Tenascin-X Mediates Flow-Induced Suppression of EndMT and Atherosclerosis.

BACKGROUND: Endothelial-to-mesenchymal transition (EndMT) has been identified as a critical driver of vascular inflammation and atherosclerosis, and TGF-ß (transforming growth factor ß) is a key mediator of EndMT. Both EndMT and atherosclerosis are promoted by disturbed flow, whereas unidirectional laminar flow limits EndMT and is atheroprotective. How EndMT and endothelial TGF-ß signaling are regulated by different flow patterns is, however, still poorly understood. METHODS: Flow chamber experiments in vitro and endothelium-specific knockout mice were used to study the role of tenascin-X in the regulation of EndMT and atherosclerosis as well as the underlying mechanisms. RESULTS: In human endothelial cells as well as in human and mouse aortae, unidirectional laminar flow but not disturbed flow strongly increased endothelial expression of the extracellular matrix protein TN-X (tenascin-X) in a KLF4 (Krüppel-like factor 4) dependent manner. Mice with endothelium-specific loss of TN-X (EC-Tnxb-KO) showed increased endothelial TGF-ß signaling as well as increased endothelial expression of EndMT and inflammatory marker genes. When EC-Tnxb-KO mice were subjected to partial carotid artery ligation, we observed increased vascular remodeling. EC-Tnxb-KO mice crossed to low-density lipoprotein receptor-deficient mice showed advanced atherosclerotic lesions after being fed a high-fat diet. Treatment of EC-Tnxb-KO mice with an anti-TGF-beta antibody or additional endothelial loss of TGF-beta receptors 1 and 2 normalized endothelial TGF-beta signaling and prevented EndMT. In in vitro studies, we found that TN-X through its fibrinogen-like domain directly interacts with TGF-ß and thereby interferes with its binding to the TGF-ß receptor.
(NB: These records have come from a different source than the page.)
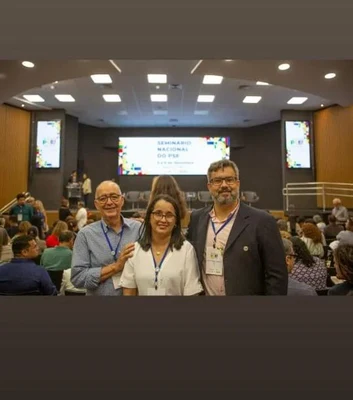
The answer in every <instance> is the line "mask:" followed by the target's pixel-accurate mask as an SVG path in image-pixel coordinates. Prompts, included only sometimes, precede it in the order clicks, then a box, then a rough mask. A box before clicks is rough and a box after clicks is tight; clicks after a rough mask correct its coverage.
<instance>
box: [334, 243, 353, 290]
mask: <svg viewBox="0 0 353 400" xmlns="http://www.w3.org/2000/svg"><path fill="white" fill-rule="evenodd" d="M333 256H334V259H335V261H336V264H337V266H338V269H339V271H340V272H341V275H342V276H343V277H344V278H345V279H346V280H347V281H348V282H349V283H353V246H352V245H349V244H342V245H339V246H338V247H337V248H336V249H335V250H334V252H333Z"/></svg>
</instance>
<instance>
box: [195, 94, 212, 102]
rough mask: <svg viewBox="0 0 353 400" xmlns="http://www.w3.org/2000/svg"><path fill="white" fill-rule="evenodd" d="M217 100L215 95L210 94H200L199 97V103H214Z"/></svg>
mask: <svg viewBox="0 0 353 400" xmlns="http://www.w3.org/2000/svg"><path fill="white" fill-rule="evenodd" d="M214 99H215V96H214V95H208V94H200V95H199V96H198V97H197V101H198V102H199V103H212V102H213V101H214Z"/></svg>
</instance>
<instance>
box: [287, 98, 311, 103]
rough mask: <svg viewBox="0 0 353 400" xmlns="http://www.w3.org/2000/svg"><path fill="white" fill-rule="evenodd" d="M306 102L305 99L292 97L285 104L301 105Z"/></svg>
mask: <svg viewBox="0 0 353 400" xmlns="http://www.w3.org/2000/svg"><path fill="white" fill-rule="evenodd" d="M307 100H308V98H307V97H292V98H291V99H290V100H288V102H287V104H303V103H305V102H306V101H307Z"/></svg>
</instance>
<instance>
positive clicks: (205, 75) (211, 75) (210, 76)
mask: <svg viewBox="0 0 353 400" xmlns="http://www.w3.org/2000/svg"><path fill="white" fill-rule="evenodd" d="M222 81H223V76H219V75H205V76H204V77H203V81H202V83H203V84H204V85H219V84H221V83H222Z"/></svg>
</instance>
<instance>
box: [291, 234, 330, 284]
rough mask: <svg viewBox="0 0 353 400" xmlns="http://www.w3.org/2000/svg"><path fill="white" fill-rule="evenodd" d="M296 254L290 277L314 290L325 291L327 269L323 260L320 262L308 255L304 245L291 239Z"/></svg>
mask: <svg viewBox="0 0 353 400" xmlns="http://www.w3.org/2000/svg"><path fill="white" fill-rule="evenodd" d="M290 241H291V242H292V244H293V249H294V253H295V254H296V257H295V262H294V266H293V269H292V271H291V273H290V275H289V276H290V277H292V278H293V279H295V280H296V281H299V282H304V283H306V284H307V285H309V286H311V287H313V288H314V289H315V290H325V289H326V288H327V287H326V282H327V268H326V265H325V262H324V260H320V259H319V258H317V257H314V256H312V255H311V254H310V252H309V250H308V248H307V246H306V244H305V243H304V242H303V241H302V240H301V239H300V238H297V237H292V238H291V239H290Z"/></svg>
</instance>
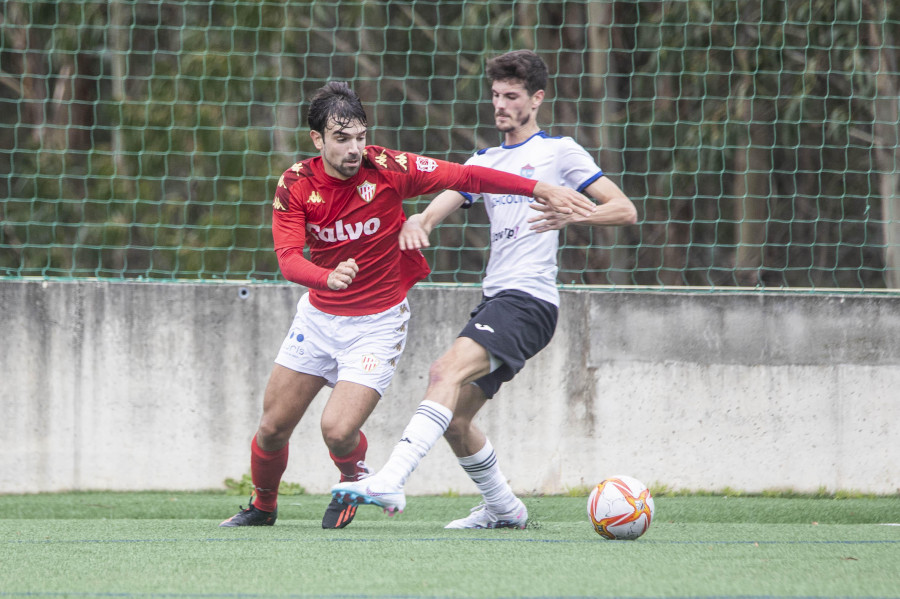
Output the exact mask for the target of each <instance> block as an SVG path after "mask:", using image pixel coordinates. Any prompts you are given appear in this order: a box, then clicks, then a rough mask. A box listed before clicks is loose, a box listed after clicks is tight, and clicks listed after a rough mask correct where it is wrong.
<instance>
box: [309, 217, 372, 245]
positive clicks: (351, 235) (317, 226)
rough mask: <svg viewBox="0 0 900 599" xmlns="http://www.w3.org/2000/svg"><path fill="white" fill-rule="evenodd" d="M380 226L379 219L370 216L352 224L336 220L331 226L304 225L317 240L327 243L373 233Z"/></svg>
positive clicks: (346, 239)
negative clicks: (347, 223)
mask: <svg viewBox="0 0 900 599" xmlns="http://www.w3.org/2000/svg"><path fill="white" fill-rule="evenodd" d="M380 227H381V219H379V218H370V219H369V220H367V221H366V222H364V223H360V222H356V223H352V224H344V221H341V220H338V221H337V222H335V223H334V226H333V227H320V226H319V225H313V224H309V225H306V230H307V231H309V232H310V233H312V235H313V237H315V238H316V239H318V240H319V241H325V242H327V243H335V242H338V241H347V240H348V239H359V238H360V237H362V236H363V235H374V234H375V233H376V232H377V231H378V229H379V228H380Z"/></svg>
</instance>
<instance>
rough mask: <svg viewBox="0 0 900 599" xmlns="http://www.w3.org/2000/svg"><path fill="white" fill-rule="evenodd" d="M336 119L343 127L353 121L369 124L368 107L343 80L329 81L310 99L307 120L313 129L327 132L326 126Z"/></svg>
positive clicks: (346, 126) (306, 121) (336, 121)
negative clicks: (365, 105)
mask: <svg viewBox="0 0 900 599" xmlns="http://www.w3.org/2000/svg"><path fill="white" fill-rule="evenodd" d="M331 121H334V123H335V124H336V125H337V126H338V128H340V129H343V128H344V127H347V126H349V125H350V124H351V123H360V124H361V125H363V126H364V127H365V126H367V124H368V121H367V119H366V109H365V108H363V105H362V102H361V101H360V99H359V96H357V95H356V92H354V91H353V90H352V89H350V86H349V85H347V84H346V83H345V82H343V81H329V82H328V83H326V84H325V85H323V86H322V87H320V88H319V89H317V90H316V92H315V93H314V94H313V96H312V98H310V100H309V113H308V114H307V115H306V122H307V123H308V124H309V128H310V129H311V130H312V131H318V132H319V133H321V134H323V135H324V134H325V127H327V126H328V123H329V122H331Z"/></svg>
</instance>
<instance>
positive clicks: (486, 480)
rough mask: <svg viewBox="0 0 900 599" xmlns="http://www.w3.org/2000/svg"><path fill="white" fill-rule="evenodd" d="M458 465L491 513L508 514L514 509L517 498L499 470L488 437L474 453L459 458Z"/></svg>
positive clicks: (517, 502) (511, 511) (504, 478)
mask: <svg viewBox="0 0 900 599" xmlns="http://www.w3.org/2000/svg"><path fill="white" fill-rule="evenodd" d="M459 465H460V466H462V467H463V469H464V470H465V471H466V473H467V474H468V475H469V478H471V479H472V481H473V482H474V483H475V486H476V487H478V490H479V491H481V496H482V497H484V503H485V505H487V506H488V508H489V509H490V510H491V511H492V512H493V513H495V514H508V513H510V512H512V511H513V510H515V509H516V506H517V505H518V501H517V499H518V498H517V497H516V495H515V493H513V492H512V489H511V488H510V486H509V483H507V482H506V477H505V476H503V473H502V472H500V466H499V465H498V464H497V454H496V453H494V447H493V446H492V445H491V441H490V439H486V440H485V443H484V447H482V448H481V449H480V450H478V452H476V453H475V454H474V455H470V456H469V457H466V458H459Z"/></svg>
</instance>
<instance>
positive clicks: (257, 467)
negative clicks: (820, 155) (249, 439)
mask: <svg viewBox="0 0 900 599" xmlns="http://www.w3.org/2000/svg"><path fill="white" fill-rule="evenodd" d="M287 456H288V446H287V445H285V446H284V447H282V448H281V449H279V450H276V451H265V450H264V449H261V448H260V447H259V445H257V443H256V437H255V436H254V437H253V441H251V442H250V476H251V477H252V478H253V486H254V487H255V489H256V499H254V500H253V505H254V506H256V509H258V510H262V511H264V512H274V511H275V506H277V505H278V485H280V484H281V475H282V474H284V471H285V469H286V468H287Z"/></svg>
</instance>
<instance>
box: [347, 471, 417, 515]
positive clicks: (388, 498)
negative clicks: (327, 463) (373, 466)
mask: <svg viewBox="0 0 900 599" xmlns="http://www.w3.org/2000/svg"><path fill="white" fill-rule="evenodd" d="M331 494H332V495H333V496H334V498H335V499H337V500H338V501H340V502H341V503H345V504H351V505H360V504H370V505H377V506H378V507H380V508H382V509H383V510H384V513H386V514H387V515H388V516H393V515H394V514H400V513H402V512H403V510H404V508H406V494H405V493H404V492H403V487H395V486H392V485H389V484H386V483H384V482H382V480H381V478H380V477H379V476H378V474H372V475H370V476H367V477H365V478H364V479H362V480H358V481H355V482H344V483H338V484H336V485H334V486H333V487H331Z"/></svg>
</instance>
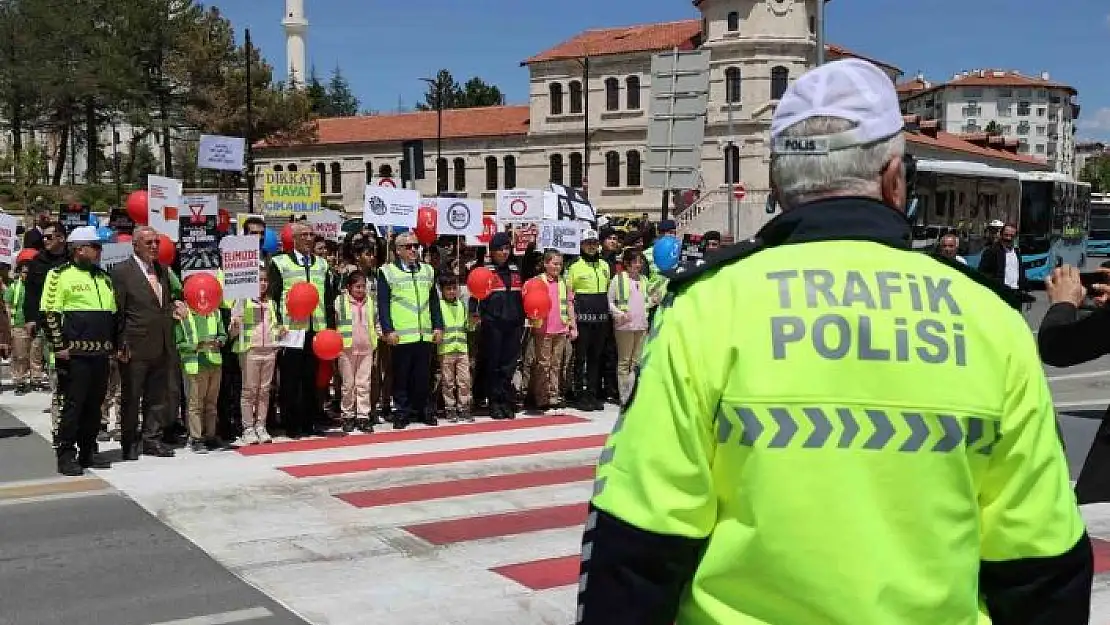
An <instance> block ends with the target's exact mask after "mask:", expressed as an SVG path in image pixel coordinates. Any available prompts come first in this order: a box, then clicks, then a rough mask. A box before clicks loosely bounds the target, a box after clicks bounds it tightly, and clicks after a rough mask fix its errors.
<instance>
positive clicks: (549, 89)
mask: <svg viewBox="0 0 1110 625" xmlns="http://www.w3.org/2000/svg"><path fill="white" fill-rule="evenodd" d="M547 91H548V92H549V94H551V99H552V114H553V115H562V114H563V83H561V82H553V83H552V85H551V87H548V88H547Z"/></svg>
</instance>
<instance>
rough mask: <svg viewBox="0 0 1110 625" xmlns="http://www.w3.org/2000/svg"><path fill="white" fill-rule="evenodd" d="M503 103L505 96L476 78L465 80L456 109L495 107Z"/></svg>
mask: <svg viewBox="0 0 1110 625" xmlns="http://www.w3.org/2000/svg"><path fill="white" fill-rule="evenodd" d="M504 103H505V95H504V94H503V93H502V92H501V89H497V88H496V87H494V85H492V84H487V83H486V82H485V81H484V80H482V79H481V78H478V77H474V78H472V79H470V80H467V81H466V85H465V87H463V94H462V101H461V102H460V104H458V107H457V108H460V109H468V108H473V107H497V105H501V104H504Z"/></svg>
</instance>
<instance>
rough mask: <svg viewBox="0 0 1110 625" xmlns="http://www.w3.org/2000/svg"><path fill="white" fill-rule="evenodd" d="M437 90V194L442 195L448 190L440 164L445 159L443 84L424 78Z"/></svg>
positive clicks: (446, 181) (436, 171) (435, 110)
mask: <svg viewBox="0 0 1110 625" xmlns="http://www.w3.org/2000/svg"><path fill="white" fill-rule="evenodd" d="M421 80H423V81H424V82H426V83H428V84H431V85H432V87H433V88H434V89H435V194H436V195H442V194H443V193H444V192H445V191H446V190H447V175H446V169H447V168H443V169H444V175H442V177H441V175H440V162H441V161H442V159H443V83H442V82H441V81H440V80H438V79H435V80H433V79H431V78H422V79H421Z"/></svg>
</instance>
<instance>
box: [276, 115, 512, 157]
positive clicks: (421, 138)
mask: <svg viewBox="0 0 1110 625" xmlns="http://www.w3.org/2000/svg"><path fill="white" fill-rule="evenodd" d="M316 123H317V127H319V131H317V134H316V141H315V144H316V145H335V144H341V143H381V142H387V141H407V140H410V139H435V138H436V125H437V120H436V112H435V111H418V112H413V113H398V114H386V115H360V117H352V118H324V119H320V120H316ZM527 132H528V107H526V105H516V107H482V108H476V109H451V110H445V111H443V138H444V139H464V138H474V137H512V135H524V134H527ZM259 147H260V148H265V147H266V145H264V144H260V145H259Z"/></svg>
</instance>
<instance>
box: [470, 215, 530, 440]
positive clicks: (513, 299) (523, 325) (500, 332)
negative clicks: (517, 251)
mask: <svg viewBox="0 0 1110 625" xmlns="http://www.w3.org/2000/svg"><path fill="white" fill-rule="evenodd" d="M512 248H513V239H512V238H511V236H509V234H508V233H507V232H498V233H496V234H494V235H493V238H492V239H491V240H490V256H491V262H488V263H486V265H485V266H486V269H488V270H490V271H491V272H493V281H492V284H491V286H492V289H491V291H490V296H488V298H486V299H485V300H483V301H481V302H480V301H478V299H477V298H471V303H470V308H471V315H472V317H473V315H477V316H478V319H480V323H481V324H480V325H478V336H480V341H481V343H482V359H481V360H480V361H478V362H480V363H481V365H482V366H483V371H482V381H483V383H484V384H485V389H486V397H487V399H488V400H490V416H491V417H493V419H515V417H516V406H515V405H514V402H513V401H514V399H515V397H514V395H515V393H514V392H513V371H515V370H516V361H517V360H518V359H519V357H521V341H522V336H523V333H524V300H523V299H522V294H521V289H522V288H523V286H524V281H523V279H522V278H521V269H519V268H518V266H516V263H514V262H512V261H509V258H508V254H509V251H511V250H512Z"/></svg>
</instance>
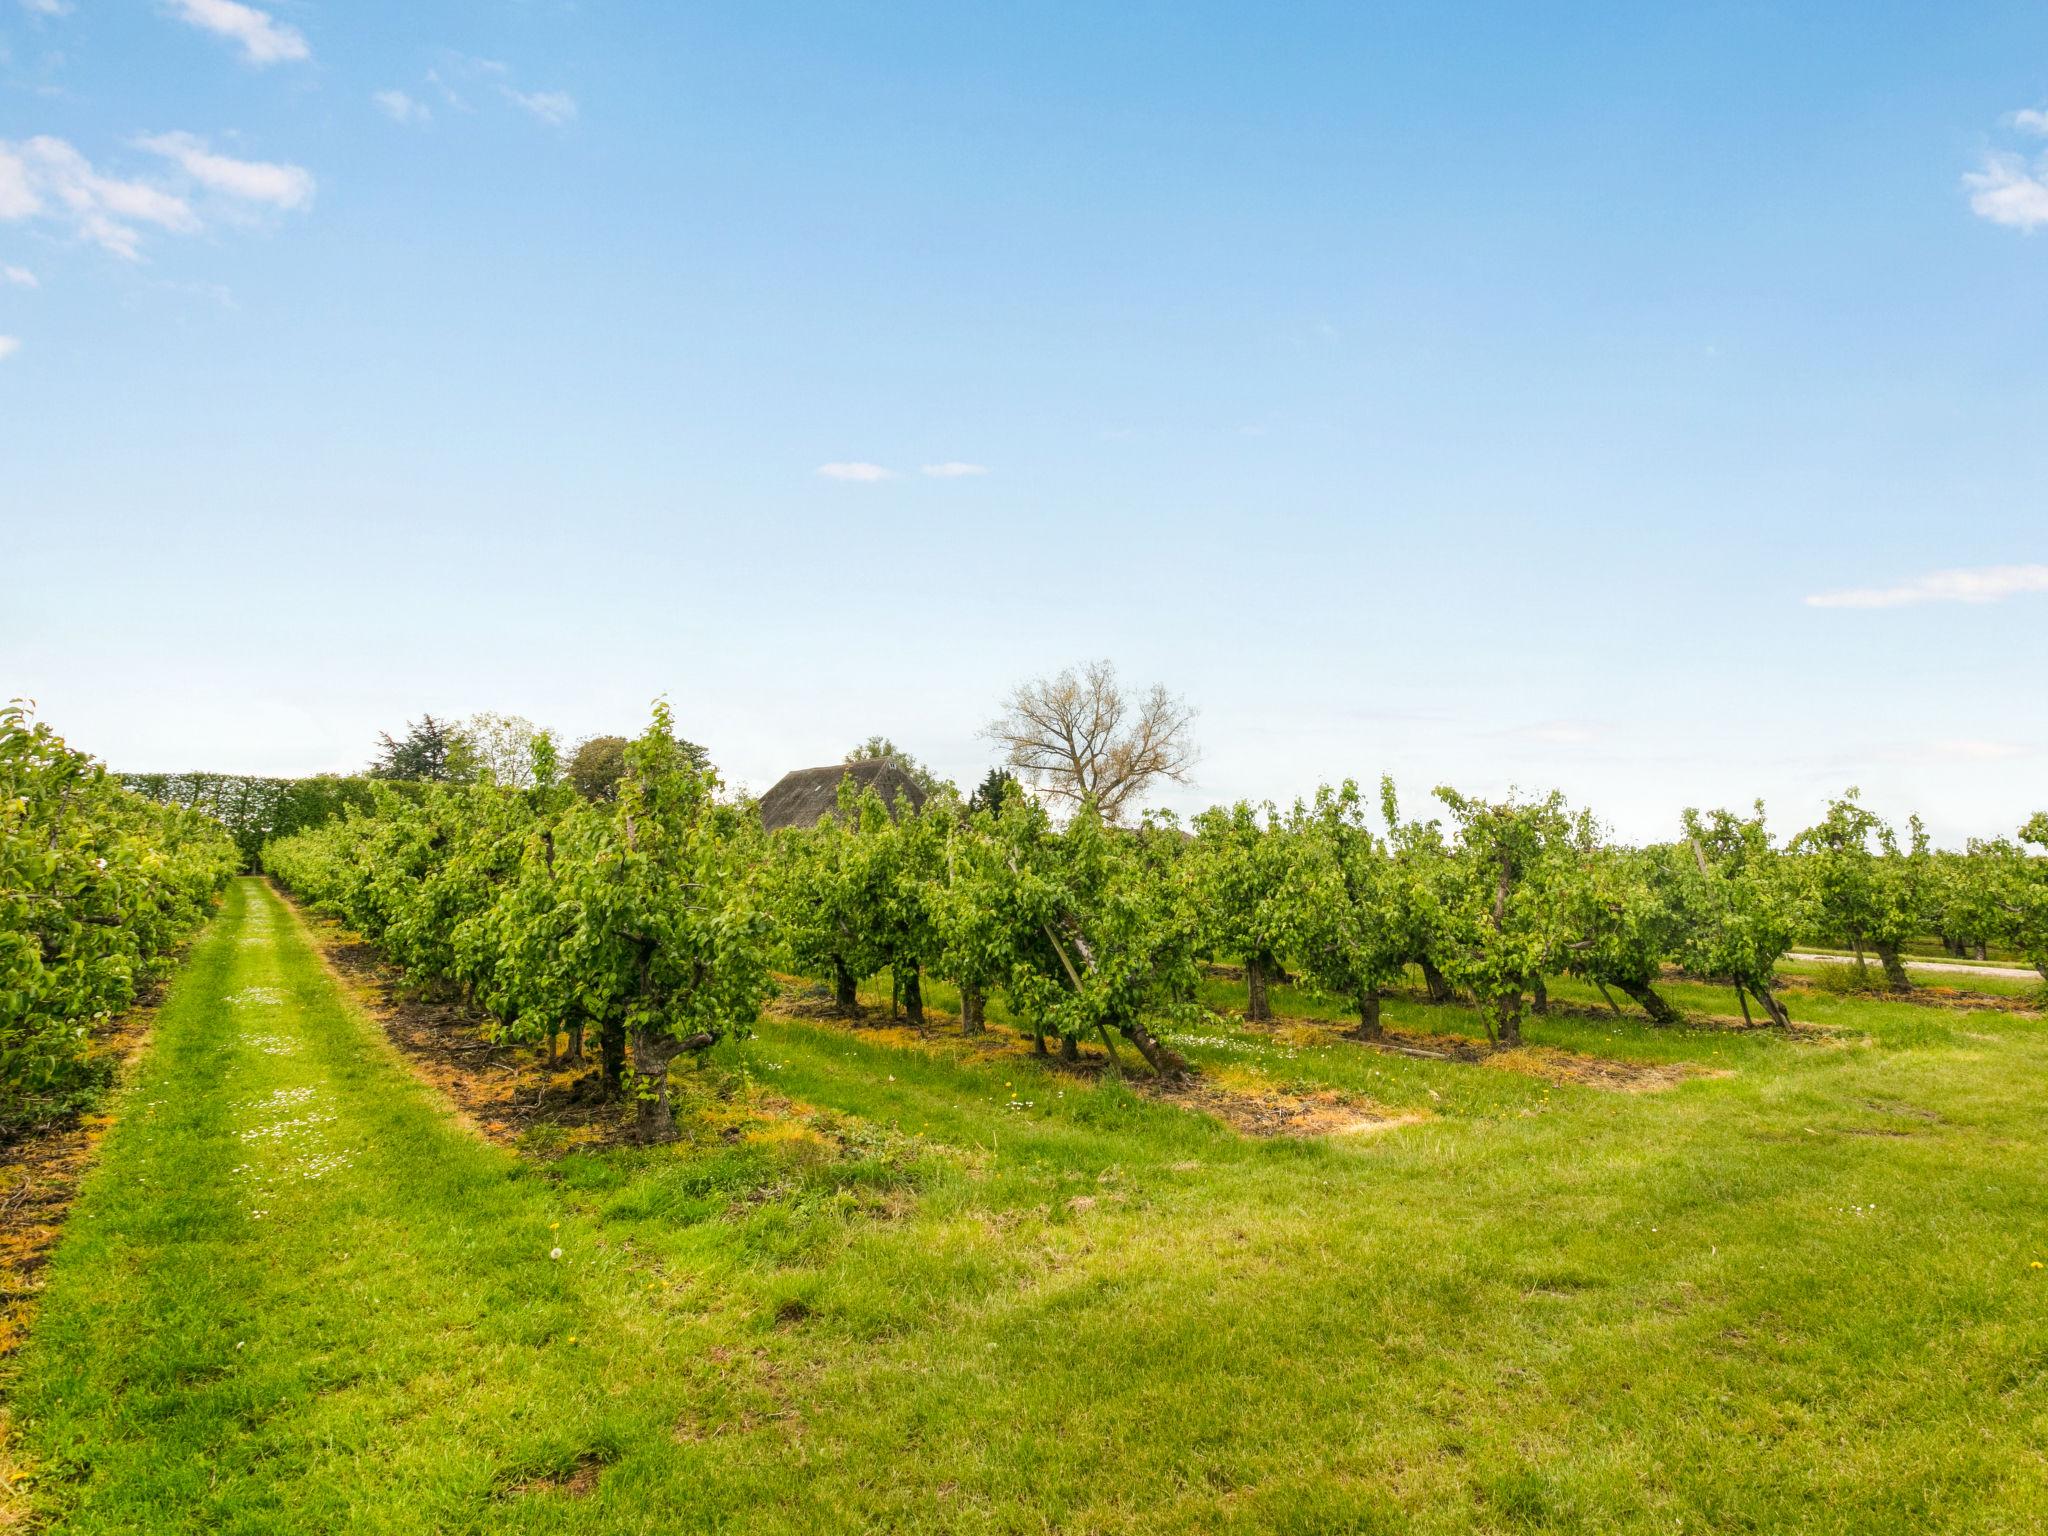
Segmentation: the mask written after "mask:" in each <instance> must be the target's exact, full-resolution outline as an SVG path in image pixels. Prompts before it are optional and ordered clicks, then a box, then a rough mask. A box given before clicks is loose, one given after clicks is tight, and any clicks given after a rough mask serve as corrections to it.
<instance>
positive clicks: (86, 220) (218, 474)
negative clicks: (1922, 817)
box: [0, 0, 2048, 842]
CONCLUSIONS: In summary, we show that TN-X is a central mediator of flow-induced inhibition of EndMT, endothelial inflammation and atherogenesis, which functions by binding to and by blocking the activity of TGF-ß. Our data identify a novel mechanism of flow-dependent regulation of vascular TGF-ß, which holds promise for generating new strategies to prevent vascular inflammation and atherosclerosis.